無事是貴人(臨済録)
歳末、茶室などでよく見かける語です。
『臨済録』に「無事是れ貴人、但だ造作する事なかれ」とあるところから出ています。
この一年間たいした災難に遭遇することもなく、無事安泰に暮らしたという感謝の念と、またもう一年も無事でありたいと願う言葉して理解されがちですが、禅語として「無事是貴人」は少々違います。私たち人間には生まれながらに仏祖と寸分違わない純粋な人間性、すなわち仏になる素質というべきものがあるのです。しかるにそれを自分自身に向けて探究するのではなくて、外に向かって仏を求め、祖を求め、善知識を求め、悟りを求め、安心を求めて、ウロウロしているのが現実です。

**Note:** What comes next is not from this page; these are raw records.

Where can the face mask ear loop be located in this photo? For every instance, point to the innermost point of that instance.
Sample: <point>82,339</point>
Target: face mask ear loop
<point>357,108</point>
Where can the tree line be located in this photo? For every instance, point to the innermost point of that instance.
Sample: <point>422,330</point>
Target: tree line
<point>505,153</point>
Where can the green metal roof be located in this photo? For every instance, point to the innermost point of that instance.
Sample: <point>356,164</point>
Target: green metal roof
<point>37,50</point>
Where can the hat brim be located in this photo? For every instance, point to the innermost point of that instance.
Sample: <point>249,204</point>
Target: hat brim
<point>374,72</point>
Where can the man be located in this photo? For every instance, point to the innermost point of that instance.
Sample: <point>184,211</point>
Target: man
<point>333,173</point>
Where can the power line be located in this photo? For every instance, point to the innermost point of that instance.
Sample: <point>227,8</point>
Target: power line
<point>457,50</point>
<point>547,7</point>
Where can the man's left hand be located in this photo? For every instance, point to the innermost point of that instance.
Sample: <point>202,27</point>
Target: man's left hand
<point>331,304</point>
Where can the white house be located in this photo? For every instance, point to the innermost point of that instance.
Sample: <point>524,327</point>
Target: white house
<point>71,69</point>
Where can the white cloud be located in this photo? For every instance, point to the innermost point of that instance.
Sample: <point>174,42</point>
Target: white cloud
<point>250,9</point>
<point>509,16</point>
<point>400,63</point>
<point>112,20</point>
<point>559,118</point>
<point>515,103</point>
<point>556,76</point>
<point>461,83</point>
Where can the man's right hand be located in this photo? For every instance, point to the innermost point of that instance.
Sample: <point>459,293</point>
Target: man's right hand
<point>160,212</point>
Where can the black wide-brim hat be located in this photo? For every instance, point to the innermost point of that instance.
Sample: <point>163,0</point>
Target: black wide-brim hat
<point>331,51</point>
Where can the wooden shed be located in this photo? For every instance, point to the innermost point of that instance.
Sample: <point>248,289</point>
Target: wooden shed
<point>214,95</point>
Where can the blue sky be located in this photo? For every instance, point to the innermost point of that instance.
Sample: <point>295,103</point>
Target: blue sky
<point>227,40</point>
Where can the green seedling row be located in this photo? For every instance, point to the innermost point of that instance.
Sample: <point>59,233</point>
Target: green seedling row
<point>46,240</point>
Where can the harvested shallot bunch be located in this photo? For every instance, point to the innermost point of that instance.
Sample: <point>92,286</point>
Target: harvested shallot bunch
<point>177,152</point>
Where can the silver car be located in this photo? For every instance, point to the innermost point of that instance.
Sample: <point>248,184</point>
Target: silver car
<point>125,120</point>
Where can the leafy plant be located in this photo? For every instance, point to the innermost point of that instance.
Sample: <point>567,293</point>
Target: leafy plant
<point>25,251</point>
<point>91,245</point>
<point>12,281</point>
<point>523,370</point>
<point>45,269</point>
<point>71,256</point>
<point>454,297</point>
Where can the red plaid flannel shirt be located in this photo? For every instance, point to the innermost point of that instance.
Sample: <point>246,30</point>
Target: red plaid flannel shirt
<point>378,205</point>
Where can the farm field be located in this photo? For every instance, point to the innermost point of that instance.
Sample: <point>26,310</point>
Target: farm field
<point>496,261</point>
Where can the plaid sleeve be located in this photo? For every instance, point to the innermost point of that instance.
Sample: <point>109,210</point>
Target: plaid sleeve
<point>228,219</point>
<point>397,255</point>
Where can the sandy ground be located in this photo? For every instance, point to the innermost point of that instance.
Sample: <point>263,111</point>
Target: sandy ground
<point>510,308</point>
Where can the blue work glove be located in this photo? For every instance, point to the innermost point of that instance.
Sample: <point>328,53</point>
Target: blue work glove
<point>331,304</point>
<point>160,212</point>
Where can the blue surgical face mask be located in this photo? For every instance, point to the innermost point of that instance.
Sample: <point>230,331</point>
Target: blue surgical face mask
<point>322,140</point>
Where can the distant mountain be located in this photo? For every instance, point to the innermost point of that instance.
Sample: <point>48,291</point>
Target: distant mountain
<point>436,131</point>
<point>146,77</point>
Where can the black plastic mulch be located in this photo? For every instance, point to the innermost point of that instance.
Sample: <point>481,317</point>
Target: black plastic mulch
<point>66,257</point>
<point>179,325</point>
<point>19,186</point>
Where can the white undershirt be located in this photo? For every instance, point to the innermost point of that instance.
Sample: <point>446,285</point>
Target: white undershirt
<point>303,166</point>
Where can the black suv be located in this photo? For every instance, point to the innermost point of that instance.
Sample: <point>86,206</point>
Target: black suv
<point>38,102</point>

「求心やむ処即ち無事」と臨済禅師は一喝します。求心すること、すなわち求める心がなくなったところが無事であり、貴人であり、仏であり、悟りであり、安心であるというわけです。とかく人はなにごとでも自分を離れて他にその「根」を求めがちですが、自分に振り返って自分の中に潜在している「根」を見つけ出す態度が必要なのではないでしょうか。
しかし、金も欲しい、色も欲しい、地位も欲しいとやむことない欲望の渦に翻弄される私達にとって、この「無事是れ貴人」の語はそういう理屈は別として、ずはり、燃え盛る煩悩の火をまず消して、人間本来の静かな心に立ち返らせることを教えているような気がします。試みに一度「無事是貴人」の軸の前に座してください。必ずや心に感ずるものがあるはずです。